Abstract
Background
Complications in periodontitis and other systemic infections related to Porphyromonas gingivalis poses a serious impediment in the treatment process. This leads to the search of novel target proteins to develop newer drugs against P. gingivalis. Prolyl tripeptidyl peptidase (ptp-A) seem to be a vital protein in P. gingivalis virulence and can be a good target for the novel natural bioactive compounds.
Objectives
To explore the inhibitory potential of Rosmarinus officinalis biocompounds against the ptp-A of P. gingivalis.
Methods
Three-dimensional structure of ptp-A was retrieved from the Protein Data Bank with further optimization of both the protein and ligands. In silico inhibitory potential of the selected ligands against ptp-A was done by AutoDock 2.0 and was visualized with Biovia discovery studio visualizing tool with the assessment of the molecular properties of the ligands against ptp-A by molinspiration calculations and drug likeliness.
Results
High ptp-A inhibitory effect was observed using rosmarinic acid and luteolin with a bonding energy of −9.81 kcal/mol with 10 hydrogen bond interactions and −9.99 kcal/mol with 7 hydrogen bond interactions, respectively.
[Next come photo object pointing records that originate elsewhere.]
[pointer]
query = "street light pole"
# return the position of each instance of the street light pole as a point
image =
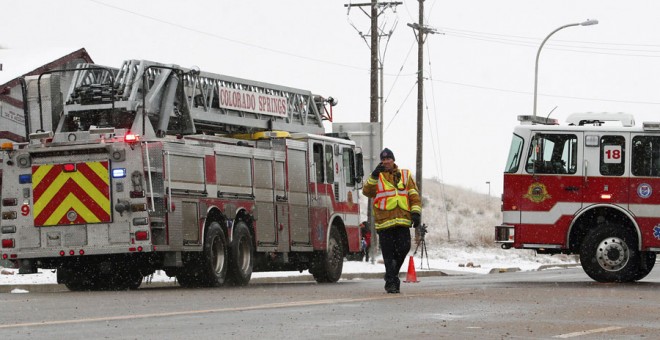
(538, 53)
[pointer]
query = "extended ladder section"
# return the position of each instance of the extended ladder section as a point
(183, 101)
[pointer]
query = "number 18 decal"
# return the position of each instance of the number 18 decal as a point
(612, 154)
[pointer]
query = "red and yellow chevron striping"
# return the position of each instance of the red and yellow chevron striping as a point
(77, 197)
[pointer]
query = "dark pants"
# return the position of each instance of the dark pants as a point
(394, 245)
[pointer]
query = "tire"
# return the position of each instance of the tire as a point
(241, 256)
(609, 254)
(214, 259)
(329, 264)
(646, 263)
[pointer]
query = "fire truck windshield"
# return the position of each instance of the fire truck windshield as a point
(513, 161)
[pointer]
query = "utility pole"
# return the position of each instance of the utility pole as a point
(376, 110)
(377, 8)
(421, 32)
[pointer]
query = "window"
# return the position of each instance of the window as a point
(552, 154)
(329, 164)
(612, 152)
(645, 156)
(349, 166)
(515, 151)
(318, 162)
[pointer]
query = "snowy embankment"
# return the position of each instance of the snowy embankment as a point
(460, 239)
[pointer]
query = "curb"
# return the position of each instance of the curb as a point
(540, 268)
(51, 288)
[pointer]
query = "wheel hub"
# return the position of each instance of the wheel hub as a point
(612, 254)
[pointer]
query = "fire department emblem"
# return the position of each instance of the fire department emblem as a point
(537, 193)
(656, 232)
(644, 190)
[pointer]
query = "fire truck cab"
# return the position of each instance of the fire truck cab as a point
(591, 187)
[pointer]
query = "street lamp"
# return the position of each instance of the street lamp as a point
(538, 53)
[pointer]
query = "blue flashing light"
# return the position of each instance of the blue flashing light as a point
(25, 179)
(119, 173)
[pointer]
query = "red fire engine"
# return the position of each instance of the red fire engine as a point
(154, 166)
(591, 187)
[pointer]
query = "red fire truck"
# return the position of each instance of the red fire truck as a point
(591, 187)
(205, 176)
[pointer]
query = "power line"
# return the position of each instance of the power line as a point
(216, 36)
(546, 95)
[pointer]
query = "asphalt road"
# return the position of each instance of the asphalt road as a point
(549, 304)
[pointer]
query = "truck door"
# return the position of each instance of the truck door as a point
(551, 186)
(644, 188)
(298, 185)
(606, 177)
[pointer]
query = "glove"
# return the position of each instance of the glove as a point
(417, 220)
(380, 168)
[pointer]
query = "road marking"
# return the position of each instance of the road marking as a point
(591, 331)
(222, 310)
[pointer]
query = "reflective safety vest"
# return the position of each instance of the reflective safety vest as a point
(390, 196)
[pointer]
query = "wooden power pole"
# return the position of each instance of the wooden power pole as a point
(421, 32)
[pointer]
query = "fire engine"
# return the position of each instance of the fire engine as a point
(157, 167)
(591, 187)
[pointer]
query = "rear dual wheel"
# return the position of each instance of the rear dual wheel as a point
(609, 254)
(240, 256)
(327, 266)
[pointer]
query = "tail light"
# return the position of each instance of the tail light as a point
(131, 138)
(142, 235)
(8, 243)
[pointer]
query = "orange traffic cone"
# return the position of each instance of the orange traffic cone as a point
(412, 275)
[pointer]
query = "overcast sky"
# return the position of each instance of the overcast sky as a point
(479, 70)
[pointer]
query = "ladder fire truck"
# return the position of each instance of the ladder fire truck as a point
(157, 167)
(591, 187)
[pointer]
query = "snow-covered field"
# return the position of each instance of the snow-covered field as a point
(450, 258)
(460, 239)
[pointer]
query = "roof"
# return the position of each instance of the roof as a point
(21, 62)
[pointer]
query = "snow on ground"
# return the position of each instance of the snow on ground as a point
(474, 260)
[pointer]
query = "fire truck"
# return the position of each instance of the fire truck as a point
(591, 187)
(157, 167)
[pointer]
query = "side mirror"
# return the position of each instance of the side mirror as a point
(359, 169)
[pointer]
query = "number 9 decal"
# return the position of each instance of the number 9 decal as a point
(25, 209)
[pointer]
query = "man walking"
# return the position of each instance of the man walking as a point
(397, 207)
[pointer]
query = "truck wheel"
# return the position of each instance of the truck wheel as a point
(608, 254)
(134, 280)
(215, 259)
(647, 261)
(240, 256)
(329, 264)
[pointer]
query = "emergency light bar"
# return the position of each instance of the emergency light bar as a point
(651, 126)
(527, 119)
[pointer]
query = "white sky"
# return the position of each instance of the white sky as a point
(480, 72)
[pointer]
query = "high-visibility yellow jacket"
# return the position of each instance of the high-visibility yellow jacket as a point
(395, 198)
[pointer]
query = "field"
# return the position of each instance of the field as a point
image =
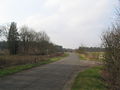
(98, 56)
(89, 79)
(13, 64)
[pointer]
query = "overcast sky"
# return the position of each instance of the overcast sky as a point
(69, 23)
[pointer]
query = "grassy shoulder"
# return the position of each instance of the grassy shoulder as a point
(96, 56)
(18, 68)
(89, 79)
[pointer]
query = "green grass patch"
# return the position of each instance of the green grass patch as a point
(18, 68)
(89, 79)
(96, 56)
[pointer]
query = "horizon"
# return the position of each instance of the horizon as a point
(69, 24)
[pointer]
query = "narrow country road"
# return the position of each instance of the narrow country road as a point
(52, 76)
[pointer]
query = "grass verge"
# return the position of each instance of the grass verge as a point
(89, 79)
(18, 68)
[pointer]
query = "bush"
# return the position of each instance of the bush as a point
(112, 57)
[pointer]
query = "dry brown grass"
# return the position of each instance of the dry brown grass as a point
(12, 60)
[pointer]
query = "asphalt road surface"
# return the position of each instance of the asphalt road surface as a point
(54, 76)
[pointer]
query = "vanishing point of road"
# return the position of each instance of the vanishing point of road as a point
(54, 76)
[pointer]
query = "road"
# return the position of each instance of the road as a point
(54, 76)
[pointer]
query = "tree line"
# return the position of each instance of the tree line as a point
(111, 42)
(26, 41)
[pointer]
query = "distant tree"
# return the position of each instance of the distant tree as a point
(13, 38)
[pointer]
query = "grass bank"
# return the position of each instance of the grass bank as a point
(89, 79)
(18, 68)
(96, 56)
Carnosic acid and p-coumaric acid showed a binding energy of −7.14 kcal/mol and −6.34 kcal/mol, respectively, with 5 hydrogen bond interactions. Molinspiration assessments showed R. officinalis compounds as the best drug candidates with the topological polar surface area scores <140 Å toward the best oral bioavailability.
Conclusion
The carnosic acid, rosmarinic acid, p-coumaric acid, and luteolin from R. officinalis seem to possess a promising inhibitory effect against ptp-A of Candida albicans suggesting ptp-A as the best target to combat P. gingivalis with further in vivo validation.